Comic: "Supermans Pal Jimmy Olsen #133"
Published by: DC Comics
Written by: Jack Kirby
Artist: Jack Kirby
Reviewer: Max Burbank
Posted: 7/14/2008
Plot: Media Mogul Morgan Edge buys the Daily Planet, and his first order of business is an assignment for… Jimmy Olsen? With the assistance of The Newsboy Legion, Olsen penetrates the ‘Wild Area’, a lawless zone of dropouts, hippies and motorcycle gangs. Jimmy defeats gang leader Iron Mask and takes over “The Outsiders”. Superman shows up, trying to harsh Jimmy’s buzz, sure the assignment is too dangerous, but Jimmy is on to a very big story. The Wild Area is just the tip of the iceberg. There’s a whole hidden sub culture there, and something called “The Mountain of Judgment” that needs investigatin’.
Review: In 1970, Jack Kirby left Marvel over a very ugly contract dispute. DC was only too happy to snap up the man who’d co-invented The Fantastic Four, The Hulk, The Avengers, the X-men, not to mention Captain America. Kirby wrote and drew several books for DC, but the first title he took over was Superman’s Pal, Jimmy Olsen. Why you might ask, was a big star debuting, not with Superman or Batman? Jesus, why not Hawkman? Jimmy Olsen? There were two reasons. Kirby wanted to turn around a low selling book, and this one had the advantage of not having an assigned creative team. Kirby hated the idea of kicking anyone off a book.
Jimmy Olson 133 is the Doggy Door to the DC universe. Entering through it, Kirby would soon introduce The Fourth World and give DC arguably it’s greatest villain, Darkseid. This issue is the fuse to a totally out of control creative explosion that at very least equaled the birth of Marvel comics.
As a kid, I was not a Kirby Fan. I vastly preferred the realism of Neal Adams to Kirby bizarre, kinetic style. Kirby’s work was way to out of control form me, and sometimes seemed downright childish. As an adult, I look at this period of his work and see art on fire with energy, as if he could barely finish a page fast enough, he was so eager to get to the next. Looking at a Kirby book is like walking a very excited dog that’s almost but not quite strong enough to pull you off your feet and drag you along behind it.
His ideas and plotting were operatic in scale, huge sweeping Dickensian masses, careening in all directions. Tragically, his writing, not so much. For a long time, his tin ear really put me off, but I’ve come to savor it because it’s not that it’s bad. It’s odd. It’s really damned odd. “Cool, Baby! The Whiz Wagon grabs sky like a crazy eagle!” There’s a certain naive poetry there that’s kind of beautiful. Was there no one around to tell the King that “Whiz Wagon” was a kind of unattractive name for a super car. “Whiz Wagon” is what you call the stuttering jalopy you can’t afford to replace even after your terrified cat sprayed the upholstery the last time you took it to the vet.
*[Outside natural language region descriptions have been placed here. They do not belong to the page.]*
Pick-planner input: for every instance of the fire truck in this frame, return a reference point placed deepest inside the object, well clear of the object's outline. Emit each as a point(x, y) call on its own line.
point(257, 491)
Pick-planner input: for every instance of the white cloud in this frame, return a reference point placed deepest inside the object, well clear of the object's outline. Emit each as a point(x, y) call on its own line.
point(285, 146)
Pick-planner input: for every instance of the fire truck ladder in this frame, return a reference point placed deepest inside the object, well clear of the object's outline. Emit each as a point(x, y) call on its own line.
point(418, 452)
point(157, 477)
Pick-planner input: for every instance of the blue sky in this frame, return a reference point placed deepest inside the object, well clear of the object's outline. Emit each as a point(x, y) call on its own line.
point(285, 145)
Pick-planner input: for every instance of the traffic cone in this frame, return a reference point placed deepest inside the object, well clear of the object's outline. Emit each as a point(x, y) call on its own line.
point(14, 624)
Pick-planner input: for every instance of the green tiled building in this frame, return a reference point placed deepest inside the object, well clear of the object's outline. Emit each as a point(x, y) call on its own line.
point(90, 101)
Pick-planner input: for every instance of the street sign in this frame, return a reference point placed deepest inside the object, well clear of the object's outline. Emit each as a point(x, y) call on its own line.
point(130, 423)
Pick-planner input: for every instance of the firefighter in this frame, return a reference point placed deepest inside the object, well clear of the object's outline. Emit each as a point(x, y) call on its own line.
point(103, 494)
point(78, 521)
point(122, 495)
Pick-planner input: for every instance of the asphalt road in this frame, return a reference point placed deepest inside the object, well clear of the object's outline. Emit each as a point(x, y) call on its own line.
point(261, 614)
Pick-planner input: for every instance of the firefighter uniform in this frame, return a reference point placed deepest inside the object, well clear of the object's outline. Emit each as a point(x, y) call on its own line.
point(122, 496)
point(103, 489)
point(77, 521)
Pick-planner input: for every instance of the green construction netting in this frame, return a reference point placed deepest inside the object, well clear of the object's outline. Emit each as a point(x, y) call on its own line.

It makes me sad that I disdained Kirby’s 70’s DC arc, like I missed a great friendship because I was too worried about what hanging with such a weirdo would make me look like. It’s all being reprinted now, and I urge you to dig into it. It is seriously out there shit, the last best work of a mad genius. Kirby would eventually return to Marvel, and try to create a new mythology there as he’d done at DC. His genius was still there, but it never gelled, and I don’t think he ever got back on his game.
Olson #133 is where it starts. Check it out.
Overall rating:
(Scored on a 0.5 - 5 pickles rating: 0.5 being the worst and 5 being the best)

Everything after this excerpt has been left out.